Dr Dorward first encountered bats in 2015 at Dr Dickman’s research camp near Ruaha National Park (where he first felt the velvety kiss of furry wings on his behind), but bats can be familiar bathroom friends to anyone who has used a pit latrine. in parts of Africa.

Sospeter Kibiwot, a bat conservationist at the University of Eldoret in Kenya, first saw a bat when he was in primary school, an encounter that both scared him and inspired to learn more about bats. “Since I was a child, I have spotted over 10 pit latrine dormitories,” Kibiwot wrote in an email. “All these latrines are not perches, but only a few. “

Members of the conservation organization Global South Bats have seen bats roosting in latrines in Zambia and Madagascar and in sewage systems in Mauritius, according to Angelica Menchaca, the group’s chief executive.

Realizing that the phenomenon seemed absent from the scientific literature, Dr. Dorward began inspecting pit toilets around the camp for potential occupants in 2017. His first method of surveillance was to photograph bats. His camera didn’t fit into the drop hole – an intentionally tiny opening to ensure humans didn’t fall through – so he had to disconnect the lens from the camera, pass the two pieces through the hole and twist them together without dropping anything.

“It was not an optimal way to do it,” Dr. Dorward said.

He then fashioned a less precarious strategy, inspired by a dental mirror. He taped a small mirror and a flashlight to slanted aluminum bars, allowing him to count all the perched bats, which clung to the wooden bars supporting the concrete slab.

Six of the seven toilets at the camp had bats. The oldest toilets, established seven or eight years before the survey, housed 9 to 13 bats. The newer toilets did not have bats. A toilet with just a foot or two between the hole and the mound of stools, had only a few bats.

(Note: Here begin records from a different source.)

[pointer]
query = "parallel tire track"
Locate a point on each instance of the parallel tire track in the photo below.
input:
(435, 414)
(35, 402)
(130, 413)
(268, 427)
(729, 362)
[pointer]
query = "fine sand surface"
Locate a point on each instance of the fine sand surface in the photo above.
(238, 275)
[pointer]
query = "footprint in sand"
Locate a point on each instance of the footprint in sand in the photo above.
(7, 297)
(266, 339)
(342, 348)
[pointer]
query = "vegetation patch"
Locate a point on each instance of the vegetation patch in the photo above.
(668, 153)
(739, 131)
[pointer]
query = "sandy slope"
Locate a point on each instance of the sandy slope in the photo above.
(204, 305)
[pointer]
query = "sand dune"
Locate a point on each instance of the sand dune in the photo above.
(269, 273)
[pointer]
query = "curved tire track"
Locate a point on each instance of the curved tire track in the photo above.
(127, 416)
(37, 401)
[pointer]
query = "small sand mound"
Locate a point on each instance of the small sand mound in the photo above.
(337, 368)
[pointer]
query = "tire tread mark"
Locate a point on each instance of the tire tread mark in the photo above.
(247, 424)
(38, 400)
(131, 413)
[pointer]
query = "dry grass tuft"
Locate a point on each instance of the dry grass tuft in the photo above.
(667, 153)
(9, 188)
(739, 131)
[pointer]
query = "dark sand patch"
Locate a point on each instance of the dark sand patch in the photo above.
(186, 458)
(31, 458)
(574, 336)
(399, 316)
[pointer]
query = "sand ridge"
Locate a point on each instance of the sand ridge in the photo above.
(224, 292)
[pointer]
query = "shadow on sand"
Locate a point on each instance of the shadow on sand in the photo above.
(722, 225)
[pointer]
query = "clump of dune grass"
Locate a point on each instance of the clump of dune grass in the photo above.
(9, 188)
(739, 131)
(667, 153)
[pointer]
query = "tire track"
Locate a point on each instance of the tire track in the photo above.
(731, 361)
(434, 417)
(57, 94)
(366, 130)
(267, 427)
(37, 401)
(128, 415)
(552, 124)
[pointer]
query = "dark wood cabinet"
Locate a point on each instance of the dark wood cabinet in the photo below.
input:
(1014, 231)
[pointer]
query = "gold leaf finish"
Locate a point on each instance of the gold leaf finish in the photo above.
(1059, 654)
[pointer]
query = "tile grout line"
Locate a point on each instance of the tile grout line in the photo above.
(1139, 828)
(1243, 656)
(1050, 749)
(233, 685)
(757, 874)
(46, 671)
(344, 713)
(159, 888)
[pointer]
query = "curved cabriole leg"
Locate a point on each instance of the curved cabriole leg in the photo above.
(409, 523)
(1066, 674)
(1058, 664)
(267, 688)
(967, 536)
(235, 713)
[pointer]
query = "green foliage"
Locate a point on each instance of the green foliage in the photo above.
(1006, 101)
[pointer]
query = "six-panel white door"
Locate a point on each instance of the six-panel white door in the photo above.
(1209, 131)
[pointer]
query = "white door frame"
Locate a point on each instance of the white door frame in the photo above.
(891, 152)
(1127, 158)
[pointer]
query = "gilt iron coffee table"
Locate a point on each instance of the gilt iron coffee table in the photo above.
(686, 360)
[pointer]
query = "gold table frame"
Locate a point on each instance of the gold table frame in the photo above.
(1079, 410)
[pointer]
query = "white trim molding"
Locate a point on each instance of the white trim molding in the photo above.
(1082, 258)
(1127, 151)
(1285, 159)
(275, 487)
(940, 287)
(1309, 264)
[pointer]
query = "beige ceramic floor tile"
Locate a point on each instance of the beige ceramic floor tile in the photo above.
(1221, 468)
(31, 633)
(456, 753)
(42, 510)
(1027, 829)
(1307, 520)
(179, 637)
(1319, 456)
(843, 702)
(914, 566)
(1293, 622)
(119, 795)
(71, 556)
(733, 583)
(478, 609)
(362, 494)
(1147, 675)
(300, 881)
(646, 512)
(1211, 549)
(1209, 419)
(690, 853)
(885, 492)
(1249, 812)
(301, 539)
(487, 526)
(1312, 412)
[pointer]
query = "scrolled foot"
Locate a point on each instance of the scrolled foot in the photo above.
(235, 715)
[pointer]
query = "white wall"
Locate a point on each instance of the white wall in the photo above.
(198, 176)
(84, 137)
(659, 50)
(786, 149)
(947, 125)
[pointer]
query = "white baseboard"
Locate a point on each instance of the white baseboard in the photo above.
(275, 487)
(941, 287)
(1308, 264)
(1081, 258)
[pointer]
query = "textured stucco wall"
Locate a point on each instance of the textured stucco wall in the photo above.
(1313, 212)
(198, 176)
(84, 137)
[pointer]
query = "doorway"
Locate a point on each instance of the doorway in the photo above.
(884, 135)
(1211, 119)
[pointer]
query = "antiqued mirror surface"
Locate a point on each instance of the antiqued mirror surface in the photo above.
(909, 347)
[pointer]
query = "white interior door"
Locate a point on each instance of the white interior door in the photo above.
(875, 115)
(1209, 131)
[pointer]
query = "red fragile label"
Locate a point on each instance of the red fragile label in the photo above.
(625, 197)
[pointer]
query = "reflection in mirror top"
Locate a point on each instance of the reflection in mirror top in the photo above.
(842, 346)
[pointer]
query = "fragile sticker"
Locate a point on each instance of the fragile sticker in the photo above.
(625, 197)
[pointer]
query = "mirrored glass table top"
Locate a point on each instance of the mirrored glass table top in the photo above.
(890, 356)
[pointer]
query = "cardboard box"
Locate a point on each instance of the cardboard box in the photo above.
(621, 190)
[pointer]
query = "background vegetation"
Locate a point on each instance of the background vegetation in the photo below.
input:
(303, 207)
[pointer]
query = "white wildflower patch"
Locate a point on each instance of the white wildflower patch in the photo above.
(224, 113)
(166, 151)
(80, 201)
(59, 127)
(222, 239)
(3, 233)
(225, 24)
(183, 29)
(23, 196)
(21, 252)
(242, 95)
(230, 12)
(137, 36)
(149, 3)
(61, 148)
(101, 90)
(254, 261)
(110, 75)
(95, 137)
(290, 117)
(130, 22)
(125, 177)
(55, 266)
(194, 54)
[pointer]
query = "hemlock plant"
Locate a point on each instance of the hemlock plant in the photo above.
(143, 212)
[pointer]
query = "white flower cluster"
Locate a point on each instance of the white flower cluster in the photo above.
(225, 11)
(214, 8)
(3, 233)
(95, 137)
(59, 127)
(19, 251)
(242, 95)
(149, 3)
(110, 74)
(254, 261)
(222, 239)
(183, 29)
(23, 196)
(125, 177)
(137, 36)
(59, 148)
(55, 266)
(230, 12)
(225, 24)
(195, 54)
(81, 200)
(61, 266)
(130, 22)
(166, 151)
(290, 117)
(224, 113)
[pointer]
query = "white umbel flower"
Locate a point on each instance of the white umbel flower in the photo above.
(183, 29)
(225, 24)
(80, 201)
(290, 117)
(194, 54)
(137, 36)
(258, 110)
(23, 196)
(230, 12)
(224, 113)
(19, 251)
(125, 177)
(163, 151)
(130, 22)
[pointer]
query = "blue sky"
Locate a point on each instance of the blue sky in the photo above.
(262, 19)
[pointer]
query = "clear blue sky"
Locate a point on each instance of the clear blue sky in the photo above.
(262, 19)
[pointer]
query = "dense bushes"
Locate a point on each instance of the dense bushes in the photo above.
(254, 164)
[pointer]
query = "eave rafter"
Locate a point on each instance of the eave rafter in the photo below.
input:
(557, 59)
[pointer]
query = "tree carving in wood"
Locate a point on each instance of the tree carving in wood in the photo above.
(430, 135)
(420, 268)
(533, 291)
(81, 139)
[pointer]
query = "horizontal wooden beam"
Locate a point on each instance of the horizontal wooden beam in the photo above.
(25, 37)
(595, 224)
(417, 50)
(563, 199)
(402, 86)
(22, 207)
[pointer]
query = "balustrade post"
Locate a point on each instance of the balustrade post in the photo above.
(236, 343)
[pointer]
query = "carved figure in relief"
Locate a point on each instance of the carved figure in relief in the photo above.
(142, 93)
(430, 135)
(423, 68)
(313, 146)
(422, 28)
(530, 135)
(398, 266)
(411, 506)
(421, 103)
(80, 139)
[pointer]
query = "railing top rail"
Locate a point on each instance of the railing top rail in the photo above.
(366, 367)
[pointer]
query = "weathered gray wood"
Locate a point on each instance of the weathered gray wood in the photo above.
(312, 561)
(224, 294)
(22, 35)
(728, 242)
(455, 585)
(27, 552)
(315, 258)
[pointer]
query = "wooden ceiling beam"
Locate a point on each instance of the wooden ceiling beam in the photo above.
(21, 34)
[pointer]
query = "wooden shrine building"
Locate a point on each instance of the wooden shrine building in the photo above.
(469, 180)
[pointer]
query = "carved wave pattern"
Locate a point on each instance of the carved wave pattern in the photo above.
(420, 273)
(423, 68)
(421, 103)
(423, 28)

The researchers sent photos of the bats to Bruce Patterson, curator of mammals at the Field Museum in Chicago. Dr Patterson helped identify toilet dwellers as Nycteris, or split-faced bats (researchers also found a single heart-nosed bat in surveys).

Paul Webala, a wildlife biologist at Maasai Mara University in Kenya, who has an upcoming article on toilet bats in that country, has observed the big-eared bat and the Egyptian bat in his own latrine surveys.

Dr Patterson said he suspected Nycteris bats might be the most dominant in latrines because their wing shape allows them to maneuver in tight spaces and penetrate through small holes. “There are a lot of bats that would like to roost there but are unable to do so due to their flight mechanics,” he said.

While some bats thrive by building outhouse houses, the proximity to humans leaves other species at a loss. “Urbanization is endangering most bat species,” said Danilo Russo, University of Naples environmentalist Federico II. Other researchers said the bats might even use the latrines as a refuge from their endangered desert. “Some species of bats live with humans as a last resort,” said Mr. Kibiwot, the bat ecologist.

For anyone unfamiliar with the design of a drip toilet, the published material included a hand-drawn graphic, featuring a pile of rotting garbage, two bats, and a human figure. “The crouching type is totally redundant for the paper, but felt great,” said Dr. Dorward, who drew the sketch.

Fittingly, this illustration was labeled “Figure 2” in the document, an unwitting tribute to what the crouching guy can do, right above the bats.